Keputusan Iran keluar dari pengawasan IAEA dikhawatirkan akan mempercepat proses pengayaan uranium hingga mendekati tingkat senjata. Para analis menyebutkan bahwa:
- Iran telah memiliki kapasitas teknis untuk memproduksi uranium yang diperkaya lebih dari 60%, sebuah ambang yang mengkhawatirkan bagi stabilitas regional.
- Tanpa inspeksi, pengembangan fasilitas nuklir bawah tanah Iran akan sulit dipantau, memperbesar potensi konfrontasi militer di masa depan.
Iran selama ini merupakan negara anggota Non-Proliferation Treaty (NPT), perjanjian internasional yang bertujuan mencegah penyebaran senjata nuklir. Dengan langkah pemutusan hubungan dengan IAEA, para pengamat khawatir bahwa Iran tengah membuka jalan untuk keluar dari NPT secara de facto.
Negara-negara tetangga di Timur Tengah seperti Arab Saudi, Qatar, dan UEA telah menyatakan keprihatinan mereka.
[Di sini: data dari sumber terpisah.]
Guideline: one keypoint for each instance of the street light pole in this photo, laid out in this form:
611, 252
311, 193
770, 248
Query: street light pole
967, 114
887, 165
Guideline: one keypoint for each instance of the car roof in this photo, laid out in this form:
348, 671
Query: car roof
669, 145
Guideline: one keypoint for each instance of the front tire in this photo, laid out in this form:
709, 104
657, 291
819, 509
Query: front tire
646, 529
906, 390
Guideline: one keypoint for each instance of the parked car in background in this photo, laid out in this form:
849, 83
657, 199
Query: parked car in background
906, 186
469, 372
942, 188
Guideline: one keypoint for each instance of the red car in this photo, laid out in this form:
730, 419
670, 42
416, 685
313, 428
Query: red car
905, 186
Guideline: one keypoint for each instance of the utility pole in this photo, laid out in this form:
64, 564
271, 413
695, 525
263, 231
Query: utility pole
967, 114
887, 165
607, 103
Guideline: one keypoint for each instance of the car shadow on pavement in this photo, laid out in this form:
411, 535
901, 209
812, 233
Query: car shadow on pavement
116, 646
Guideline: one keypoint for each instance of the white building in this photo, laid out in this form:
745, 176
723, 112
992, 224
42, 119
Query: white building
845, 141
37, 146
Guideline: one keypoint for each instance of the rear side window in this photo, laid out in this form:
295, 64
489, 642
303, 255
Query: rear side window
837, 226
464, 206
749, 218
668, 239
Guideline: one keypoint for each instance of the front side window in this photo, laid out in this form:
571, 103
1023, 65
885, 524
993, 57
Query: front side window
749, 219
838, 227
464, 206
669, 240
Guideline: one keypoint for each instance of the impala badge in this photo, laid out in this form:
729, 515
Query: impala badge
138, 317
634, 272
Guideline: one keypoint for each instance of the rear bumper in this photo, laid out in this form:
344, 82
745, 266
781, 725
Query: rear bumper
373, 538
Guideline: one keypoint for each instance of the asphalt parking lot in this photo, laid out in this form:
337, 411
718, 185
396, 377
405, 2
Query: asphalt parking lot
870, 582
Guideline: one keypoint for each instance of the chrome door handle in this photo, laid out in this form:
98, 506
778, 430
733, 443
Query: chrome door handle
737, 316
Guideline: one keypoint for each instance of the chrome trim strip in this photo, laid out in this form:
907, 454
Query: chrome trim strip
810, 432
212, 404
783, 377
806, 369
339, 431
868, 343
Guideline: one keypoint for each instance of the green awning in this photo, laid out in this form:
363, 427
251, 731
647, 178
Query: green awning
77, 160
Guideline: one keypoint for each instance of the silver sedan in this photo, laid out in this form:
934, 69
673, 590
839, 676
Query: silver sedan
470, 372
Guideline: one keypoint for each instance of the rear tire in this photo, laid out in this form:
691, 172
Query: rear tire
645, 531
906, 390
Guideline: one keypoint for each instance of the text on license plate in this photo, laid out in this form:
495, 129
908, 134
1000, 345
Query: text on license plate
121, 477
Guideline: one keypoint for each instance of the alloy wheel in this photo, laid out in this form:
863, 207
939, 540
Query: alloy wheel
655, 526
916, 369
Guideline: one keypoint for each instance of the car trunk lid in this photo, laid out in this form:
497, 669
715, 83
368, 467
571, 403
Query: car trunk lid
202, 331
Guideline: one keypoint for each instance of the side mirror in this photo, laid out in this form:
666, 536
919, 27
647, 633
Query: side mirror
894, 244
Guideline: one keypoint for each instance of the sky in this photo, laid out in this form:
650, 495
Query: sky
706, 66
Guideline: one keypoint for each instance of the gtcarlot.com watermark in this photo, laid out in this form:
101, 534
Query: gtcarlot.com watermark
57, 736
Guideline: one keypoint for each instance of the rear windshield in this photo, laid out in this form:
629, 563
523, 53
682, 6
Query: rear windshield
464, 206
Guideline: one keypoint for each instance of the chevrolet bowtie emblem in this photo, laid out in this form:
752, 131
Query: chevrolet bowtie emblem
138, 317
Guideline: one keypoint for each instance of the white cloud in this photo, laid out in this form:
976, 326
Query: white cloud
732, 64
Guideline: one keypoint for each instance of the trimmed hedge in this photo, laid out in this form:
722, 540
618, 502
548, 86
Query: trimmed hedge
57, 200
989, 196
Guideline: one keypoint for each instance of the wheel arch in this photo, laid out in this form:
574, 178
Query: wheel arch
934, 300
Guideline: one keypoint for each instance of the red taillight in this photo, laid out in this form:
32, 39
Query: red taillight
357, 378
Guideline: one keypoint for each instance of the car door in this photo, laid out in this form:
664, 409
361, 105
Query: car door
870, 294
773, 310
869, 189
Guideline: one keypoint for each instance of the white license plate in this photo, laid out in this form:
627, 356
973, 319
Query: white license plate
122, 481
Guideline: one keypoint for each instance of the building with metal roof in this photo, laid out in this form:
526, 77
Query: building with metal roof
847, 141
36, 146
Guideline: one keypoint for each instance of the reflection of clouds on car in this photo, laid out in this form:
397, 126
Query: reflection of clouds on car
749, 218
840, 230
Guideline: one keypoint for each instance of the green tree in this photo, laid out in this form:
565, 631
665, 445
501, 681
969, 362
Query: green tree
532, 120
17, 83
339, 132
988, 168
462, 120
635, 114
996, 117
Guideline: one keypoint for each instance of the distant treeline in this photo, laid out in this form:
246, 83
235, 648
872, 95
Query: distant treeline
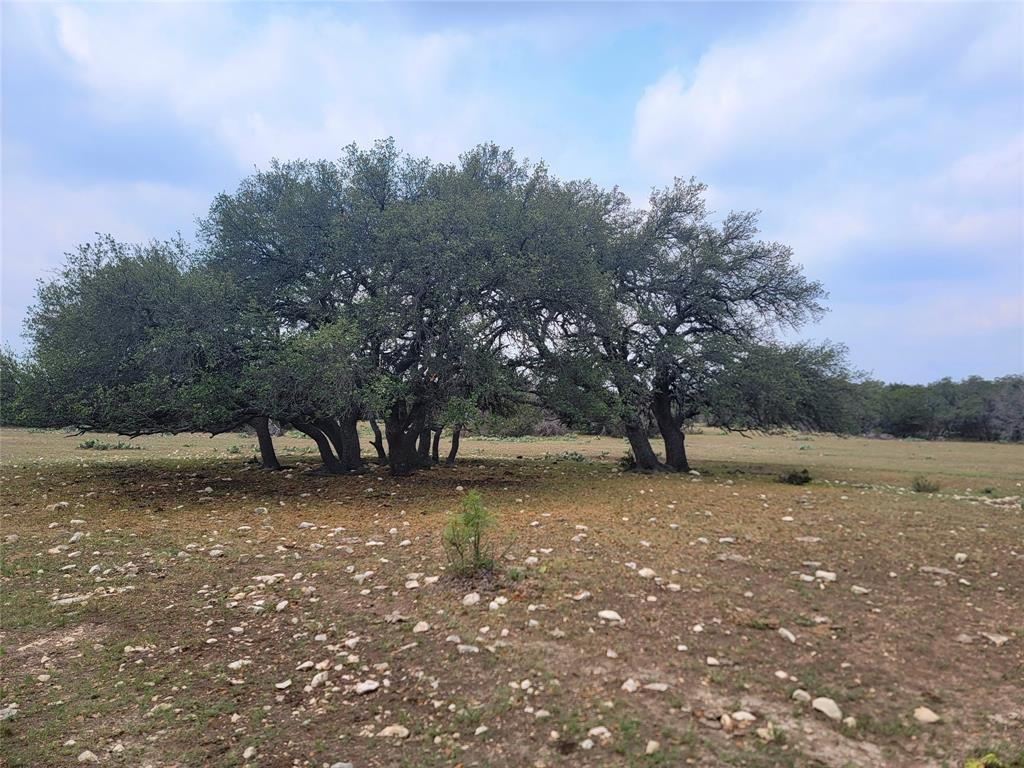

Mereka mendesak agar Iran dan negara-negara besar kembali ke meja perundingan dan mencegah krisis yang lebih luas.
Langkah Iran untuk memutus kerja sama dengan pengawas nuklir internasional menjadi babak baru dalam ketegangan geopolitik global, khususnya di kawasan Timur Tengah. Dunia kini menunggu apakah tindakan ini akan berujung pada diplomasi baru atau justru mendorong wilayah tersebut semakin dekat ke jurang konfrontasi.
Sebagian pihak berharap bahwa tekanan internasional dan diplomasi tingkat tinggi akan mendorong Iran untuk mengkaji ulang keputusannya dan membuka kembali jalur komunikasi dengan IAEA. Namun hingga saat ini, pemerintah Teheran belum menunjukkan tanda-tanda untuk mundur dari sikap tegasnya.